Not only had my dad gone to fight the Nazis, but one of my dad's brothers and all of my mom's brothers were gone too. So, my mother and I lived in a world of grandmothers and aunts.
They were tough times, but my mother was tougher than the circumstances she found herself in. Mom managed to get on with life, and was even able to buy her own house before I was old enough to go to school (in a time when it was almost impossible for a woman to get any kind of credit). Until I entered school, mom cleaned and cooked and cared for her elderly great aunt so that she could be at home to take care of me. Later, she got a job as a secretary at the school board, and then went on to be a legal secretary at a local corporation. She finally remarried when I was grown and gone--and then after 10 years, buried her second husband. (Finding herself living alone in a rural area, she learned how to drive at the age of 61. )

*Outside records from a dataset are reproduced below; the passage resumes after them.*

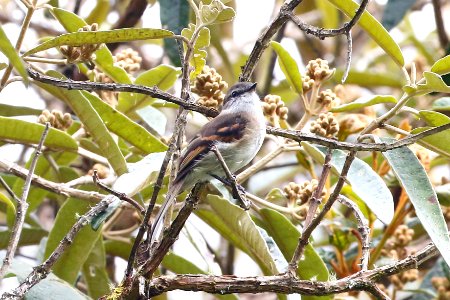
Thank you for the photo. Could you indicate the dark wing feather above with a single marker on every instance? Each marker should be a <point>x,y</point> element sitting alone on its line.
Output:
<point>223,128</point>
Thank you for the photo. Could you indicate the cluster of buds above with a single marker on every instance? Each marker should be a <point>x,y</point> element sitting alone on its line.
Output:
<point>274,109</point>
<point>442,286</point>
<point>328,99</point>
<point>300,194</point>
<point>209,86</point>
<point>325,125</point>
<point>56,119</point>
<point>396,249</point>
<point>75,54</point>
<point>318,70</point>
<point>128,59</point>
<point>102,171</point>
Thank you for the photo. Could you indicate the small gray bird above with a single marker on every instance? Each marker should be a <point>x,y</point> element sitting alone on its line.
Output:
<point>237,133</point>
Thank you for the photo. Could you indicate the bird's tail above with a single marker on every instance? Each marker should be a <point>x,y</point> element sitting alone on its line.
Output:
<point>158,223</point>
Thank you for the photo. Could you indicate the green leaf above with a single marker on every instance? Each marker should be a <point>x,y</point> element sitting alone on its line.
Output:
<point>94,271</point>
<point>73,258</point>
<point>174,15</point>
<point>370,79</point>
<point>415,181</point>
<point>90,118</point>
<point>236,226</point>
<point>198,59</point>
<point>162,76</point>
<point>330,15</point>
<point>124,127</point>
<point>103,57</point>
<point>8,202</point>
<point>364,102</point>
<point>365,182</point>
<point>286,236</point>
<point>154,118</point>
<point>376,31</point>
<point>289,67</point>
<point>25,132</point>
<point>140,174</point>
<point>49,288</point>
<point>434,83</point>
<point>437,142</point>
<point>215,12</point>
<point>29,236</point>
<point>99,13</point>
<point>443,193</point>
<point>442,66</point>
<point>97,37</point>
<point>441,104</point>
<point>12,110</point>
<point>10,52</point>
<point>180,265</point>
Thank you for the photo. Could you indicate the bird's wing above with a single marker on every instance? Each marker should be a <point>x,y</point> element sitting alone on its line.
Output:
<point>223,128</point>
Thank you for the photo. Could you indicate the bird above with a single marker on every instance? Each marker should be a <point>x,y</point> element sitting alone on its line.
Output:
<point>237,133</point>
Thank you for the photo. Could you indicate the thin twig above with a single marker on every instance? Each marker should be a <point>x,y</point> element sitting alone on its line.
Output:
<point>57,188</point>
<point>363,229</point>
<point>316,197</point>
<point>171,235</point>
<point>22,206</point>
<point>307,231</point>
<point>41,271</point>
<point>285,284</point>
<point>121,196</point>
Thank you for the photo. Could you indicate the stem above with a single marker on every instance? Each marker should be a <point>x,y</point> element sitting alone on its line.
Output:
<point>22,207</point>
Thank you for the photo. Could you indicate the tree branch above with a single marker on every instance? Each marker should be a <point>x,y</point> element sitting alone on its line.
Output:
<point>285,284</point>
<point>41,271</point>
<point>22,207</point>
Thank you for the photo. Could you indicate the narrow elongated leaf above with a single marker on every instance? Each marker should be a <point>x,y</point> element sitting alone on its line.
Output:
<point>376,31</point>
<point>72,260</point>
<point>12,110</point>
<point>97,37</point>
<point>20,131</point>
<point>289,67</point>
<point>162,76</point>
<point>90,118</point>
<point>236,226</point>
<point>364,102</point>
<point>154,118</point>
<point>198,59</point>
<point>99,13</point>
<point>434,83</point>
<point>286,236</point>
<point>174,15</point>
<point>365,182</point>
<point>442,66</point>
<point>94,271</point>
<point>50,288</point>
<point>441,104</point>
<point>124,127</point>
<point>10,52</point>
<point>29,236</point>
<point>370,79</point>
<point>415,181</point>
<point>103,57</point>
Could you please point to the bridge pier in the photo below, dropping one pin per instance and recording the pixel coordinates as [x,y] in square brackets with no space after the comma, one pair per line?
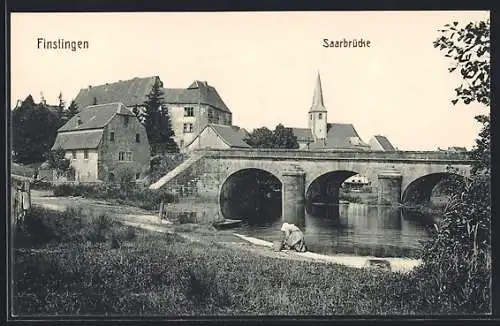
[389,189]
[293,192]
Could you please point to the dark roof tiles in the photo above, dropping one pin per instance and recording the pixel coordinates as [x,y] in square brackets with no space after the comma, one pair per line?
[340,136]
[197,92]
[95,116]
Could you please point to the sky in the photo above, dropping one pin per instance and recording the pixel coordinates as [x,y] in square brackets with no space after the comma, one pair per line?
[264,65]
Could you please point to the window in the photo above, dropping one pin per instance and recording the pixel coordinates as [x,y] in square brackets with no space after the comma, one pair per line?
[188,128]
[210,115]
[188,111]
[125,156]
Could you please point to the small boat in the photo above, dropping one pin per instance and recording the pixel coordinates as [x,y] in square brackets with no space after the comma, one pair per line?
[227,224]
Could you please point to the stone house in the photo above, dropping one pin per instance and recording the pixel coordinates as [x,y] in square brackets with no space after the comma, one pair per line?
[190,109]
[323,136]
[219,137]
[105,142]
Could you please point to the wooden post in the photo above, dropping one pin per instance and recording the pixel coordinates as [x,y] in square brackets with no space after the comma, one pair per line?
[161,211]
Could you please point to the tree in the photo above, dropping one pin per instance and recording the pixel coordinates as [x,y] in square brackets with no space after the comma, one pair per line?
[469,47]
[261,138]
[60,106]
[34,129]
[156,119]
[284,138]
[281,137]
[456,273]
[56,160]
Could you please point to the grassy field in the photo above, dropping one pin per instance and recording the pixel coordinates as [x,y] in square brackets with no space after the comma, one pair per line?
[67,264]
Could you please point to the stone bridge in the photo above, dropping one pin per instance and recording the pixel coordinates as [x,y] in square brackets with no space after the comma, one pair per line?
[393,175]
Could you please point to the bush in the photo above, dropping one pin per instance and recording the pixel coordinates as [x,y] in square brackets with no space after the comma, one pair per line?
[127,192]
[456,274]
[43,226]
[187,217]
[100,229]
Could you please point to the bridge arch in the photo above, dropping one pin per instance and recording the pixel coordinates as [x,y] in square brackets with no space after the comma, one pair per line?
[325,188]
[251,194]
[419,190]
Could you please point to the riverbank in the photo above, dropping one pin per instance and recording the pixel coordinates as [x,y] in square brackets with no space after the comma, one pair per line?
[169,274]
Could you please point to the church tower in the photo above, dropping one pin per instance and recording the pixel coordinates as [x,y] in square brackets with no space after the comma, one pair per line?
[317,114]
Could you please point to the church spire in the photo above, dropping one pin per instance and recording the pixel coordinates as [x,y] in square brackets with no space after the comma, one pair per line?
[318,104]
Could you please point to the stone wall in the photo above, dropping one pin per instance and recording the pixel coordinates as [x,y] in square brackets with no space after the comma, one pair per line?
[124,141]
[203,180]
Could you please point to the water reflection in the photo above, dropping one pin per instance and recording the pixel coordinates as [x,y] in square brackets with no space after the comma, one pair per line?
[351,228]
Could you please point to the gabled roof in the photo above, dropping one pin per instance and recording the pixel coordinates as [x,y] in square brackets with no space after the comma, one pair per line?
[80,140]
[233,136]
[384,142]
[340,136]
[303,134]
[129,92]
[197,92]
[95,116]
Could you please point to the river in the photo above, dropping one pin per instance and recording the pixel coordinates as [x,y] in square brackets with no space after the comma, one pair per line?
[349,228]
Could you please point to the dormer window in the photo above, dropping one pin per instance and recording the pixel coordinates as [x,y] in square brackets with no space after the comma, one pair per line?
[188,111]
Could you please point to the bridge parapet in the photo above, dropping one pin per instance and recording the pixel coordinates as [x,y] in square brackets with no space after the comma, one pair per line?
[287,154]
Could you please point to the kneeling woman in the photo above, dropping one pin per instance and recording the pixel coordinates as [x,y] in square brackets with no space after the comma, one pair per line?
[293,238]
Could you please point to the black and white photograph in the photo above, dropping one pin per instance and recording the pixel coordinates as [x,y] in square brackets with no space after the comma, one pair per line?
[249,163]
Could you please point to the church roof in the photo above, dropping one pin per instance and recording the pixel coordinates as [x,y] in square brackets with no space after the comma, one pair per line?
[303,134]
[318,104]
[129,92]
[95,117]
[340,136]
[198,92]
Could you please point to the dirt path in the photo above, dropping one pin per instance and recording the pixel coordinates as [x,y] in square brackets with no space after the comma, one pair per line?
[147,220]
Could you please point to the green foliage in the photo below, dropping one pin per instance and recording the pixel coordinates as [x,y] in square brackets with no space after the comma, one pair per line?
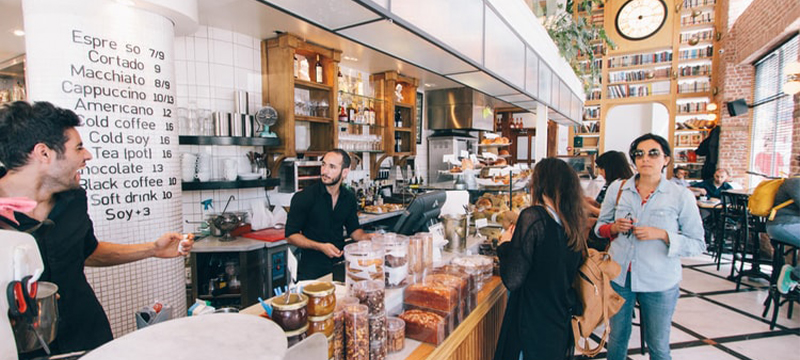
[575,34]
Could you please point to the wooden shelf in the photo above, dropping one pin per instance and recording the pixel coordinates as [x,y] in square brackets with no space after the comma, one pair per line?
[315,119]
[640,81]
[694,26]
[311,85]
[228,140]
[642,66]
[238,184]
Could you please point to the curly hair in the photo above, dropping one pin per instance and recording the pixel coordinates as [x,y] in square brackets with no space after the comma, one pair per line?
[23,125]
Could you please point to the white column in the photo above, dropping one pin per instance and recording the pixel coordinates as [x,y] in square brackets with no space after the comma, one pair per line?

A few years later mom underwent major surgery. She lost two-thirds of her stomach, and we thought we might lose her--but she bounded back to health.
Mom is now 95 and her sight is failing. She lived independently by herself until she was 93. Major surgery (mastectomy) in 2006 slowed her down a bit, and she realized that she could no longer live alone. She now resides at an assisted living facility. She is the most remarkable person I have ever known.
She still gets a tear in her eye when she talks about dad. "He was the love of my life. He's still taking care of me.
Mom (Wilma Adelaide [Curry] Byham)
Mom passed away quietly on January 7, 2015 at the age of 102. Farewell Mom, we love and miss you!